Headlines Remind Us Journalism is Redefining Itself
A few years back I was part of a focus group at a newspaper where I worked. Our task: create a plan that would enhance the paper's website with fresh content, while not cannibalizing the print edition of its articles.
That was a tall order, as we knew readers wouldn't return to a website two, three or four times a day to get their news if it wasn't up-to-date, yet they wouldn't buy the paper the next morning if it was full of articles they had read online the day prior when the news was breaking.
As ideas were tossed around the conversation moved toward the livelihood of print newspapers in general, until one dope (yes, it was me) suggested the company had to come to grips with settling on a date when the print product would go the way of the dinosaur and face extinction. That date would be determined when the online product could generate enough advertising revenue to support itself, and the print edition would suffer advertising and circulation revenue losses that would make it sensible to stop the presses - for good.

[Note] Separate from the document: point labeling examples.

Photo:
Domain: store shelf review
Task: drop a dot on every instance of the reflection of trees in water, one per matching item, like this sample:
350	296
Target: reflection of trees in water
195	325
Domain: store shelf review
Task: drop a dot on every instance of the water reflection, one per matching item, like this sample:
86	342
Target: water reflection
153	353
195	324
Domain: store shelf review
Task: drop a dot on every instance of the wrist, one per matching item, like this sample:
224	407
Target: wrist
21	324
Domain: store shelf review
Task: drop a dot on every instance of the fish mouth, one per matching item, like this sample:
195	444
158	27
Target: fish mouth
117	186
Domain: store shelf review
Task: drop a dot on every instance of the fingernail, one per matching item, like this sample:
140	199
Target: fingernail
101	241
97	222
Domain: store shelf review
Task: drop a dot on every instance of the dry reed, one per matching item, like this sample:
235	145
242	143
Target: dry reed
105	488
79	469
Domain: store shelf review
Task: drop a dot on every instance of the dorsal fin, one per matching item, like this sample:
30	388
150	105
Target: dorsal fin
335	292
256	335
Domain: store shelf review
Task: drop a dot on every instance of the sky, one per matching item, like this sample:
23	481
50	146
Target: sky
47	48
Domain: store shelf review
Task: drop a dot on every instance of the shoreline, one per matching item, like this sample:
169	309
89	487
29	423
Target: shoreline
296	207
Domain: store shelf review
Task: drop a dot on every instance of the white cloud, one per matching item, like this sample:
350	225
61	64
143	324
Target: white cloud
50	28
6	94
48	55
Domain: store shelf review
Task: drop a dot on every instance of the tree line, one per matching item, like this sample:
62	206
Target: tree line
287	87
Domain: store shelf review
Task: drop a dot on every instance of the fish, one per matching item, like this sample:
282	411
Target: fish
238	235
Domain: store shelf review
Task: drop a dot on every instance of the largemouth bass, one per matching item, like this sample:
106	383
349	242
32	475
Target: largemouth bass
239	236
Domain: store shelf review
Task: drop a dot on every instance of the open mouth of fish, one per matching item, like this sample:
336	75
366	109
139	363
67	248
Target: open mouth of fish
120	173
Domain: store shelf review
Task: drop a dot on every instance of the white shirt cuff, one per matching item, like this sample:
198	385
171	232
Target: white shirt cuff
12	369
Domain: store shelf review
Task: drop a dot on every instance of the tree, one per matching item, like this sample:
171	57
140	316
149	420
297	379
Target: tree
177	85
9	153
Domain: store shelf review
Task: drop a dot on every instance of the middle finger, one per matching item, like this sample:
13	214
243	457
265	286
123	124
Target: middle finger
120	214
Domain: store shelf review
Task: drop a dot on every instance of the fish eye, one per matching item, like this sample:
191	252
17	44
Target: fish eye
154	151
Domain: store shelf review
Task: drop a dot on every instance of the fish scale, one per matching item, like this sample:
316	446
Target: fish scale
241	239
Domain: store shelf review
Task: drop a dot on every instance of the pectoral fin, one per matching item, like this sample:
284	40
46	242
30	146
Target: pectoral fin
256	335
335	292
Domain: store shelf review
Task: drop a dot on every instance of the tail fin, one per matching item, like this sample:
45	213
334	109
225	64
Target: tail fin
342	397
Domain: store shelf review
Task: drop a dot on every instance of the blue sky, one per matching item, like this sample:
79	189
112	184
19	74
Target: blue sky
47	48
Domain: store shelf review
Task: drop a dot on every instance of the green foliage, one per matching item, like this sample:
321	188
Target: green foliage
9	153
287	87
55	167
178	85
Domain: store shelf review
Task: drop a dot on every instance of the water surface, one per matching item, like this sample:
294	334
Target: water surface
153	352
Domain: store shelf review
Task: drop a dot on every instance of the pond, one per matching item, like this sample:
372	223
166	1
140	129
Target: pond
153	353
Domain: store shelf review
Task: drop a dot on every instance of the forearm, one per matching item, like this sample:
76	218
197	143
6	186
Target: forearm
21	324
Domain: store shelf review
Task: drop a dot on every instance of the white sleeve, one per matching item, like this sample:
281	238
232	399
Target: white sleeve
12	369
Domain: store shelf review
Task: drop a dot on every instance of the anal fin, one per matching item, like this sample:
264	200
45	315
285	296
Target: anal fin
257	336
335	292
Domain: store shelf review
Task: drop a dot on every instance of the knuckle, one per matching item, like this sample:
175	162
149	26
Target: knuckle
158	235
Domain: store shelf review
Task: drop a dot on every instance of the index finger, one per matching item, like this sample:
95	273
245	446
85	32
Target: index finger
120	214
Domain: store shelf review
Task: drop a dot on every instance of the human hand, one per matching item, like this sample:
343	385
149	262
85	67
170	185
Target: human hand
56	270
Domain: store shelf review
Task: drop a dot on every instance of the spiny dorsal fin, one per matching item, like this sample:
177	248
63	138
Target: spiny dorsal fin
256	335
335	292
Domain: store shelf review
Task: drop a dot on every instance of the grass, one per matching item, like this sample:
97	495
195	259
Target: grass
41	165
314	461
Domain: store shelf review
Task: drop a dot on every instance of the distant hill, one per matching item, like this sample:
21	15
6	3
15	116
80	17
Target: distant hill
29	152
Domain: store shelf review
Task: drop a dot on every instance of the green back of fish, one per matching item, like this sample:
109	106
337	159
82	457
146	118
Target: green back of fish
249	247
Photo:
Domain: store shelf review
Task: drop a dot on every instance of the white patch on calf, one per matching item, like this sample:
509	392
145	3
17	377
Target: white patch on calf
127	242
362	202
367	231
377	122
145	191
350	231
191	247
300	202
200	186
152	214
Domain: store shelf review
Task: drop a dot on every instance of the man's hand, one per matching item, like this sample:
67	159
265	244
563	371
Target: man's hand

I still recall, like it was yesterday, the upheaval in the room as the words exited my mouth. A widely unpopular idea it was amongst my colleagues, one well-known and well-read columnist shot me a glance and wasn't shy about telling me I was out of my mind; her words as colorful and descriptive as her columns, without having been run through an editor's filter.
That was six years ago this month. And if memory serves me correctly, I predicted the paper had 10, perhaps 15 years at best before it had to make the decision to let its presses ink wells run dry.
So it's disheartening to see the bad news that continues to spill out of newsroom nationally and globally.
Witness recent headlines:
Just as technology and advances in the printing industry drove newspapers to becoming the preferred purveyor of our daily news, technology is also diminishing that entity, one printing press and reporter notebook at a time.
Today's newsrooms are understaffed, and its staff overworked. So if you're going to be one of the lucky few companies to get time with a reporter to discuss an issue, or add thought-leadership to a story he or she is writing, you'd better bring your A game to that conversation.
Reporters don't have the luxury of researching volumes upon volumes of materials. It's more like quickly Googling a search term and finding the most relevant statistic. Come prepared with information the reporter can use, make sure it's relevant to the topic of conversation, and make sure it's up-to-date. Presenting a reporter some fact from a report that was published eight years ago that states your case isn't going to help that reporter.
Reporters also don't have a lot of time on their calendar to speak with you. If you get 20 minutes of their time, consider yourself blessed. Come prepared with speaking points, and remember, because time is of the essence, less is more here.
Reporters aren't working on just one story, they've got multiple stories in the queue at the same time, and many are deadlining close to or on the same date. They may miss something, or need clarification. Before the interview ends, provide them with your cell phone number and email address and let them know you'er available at any time to discuss the topic further.
And, don't be disappointed if you don't see your name and comments in the paper the next morning. Chances are, they were posted online long before that paper was printed.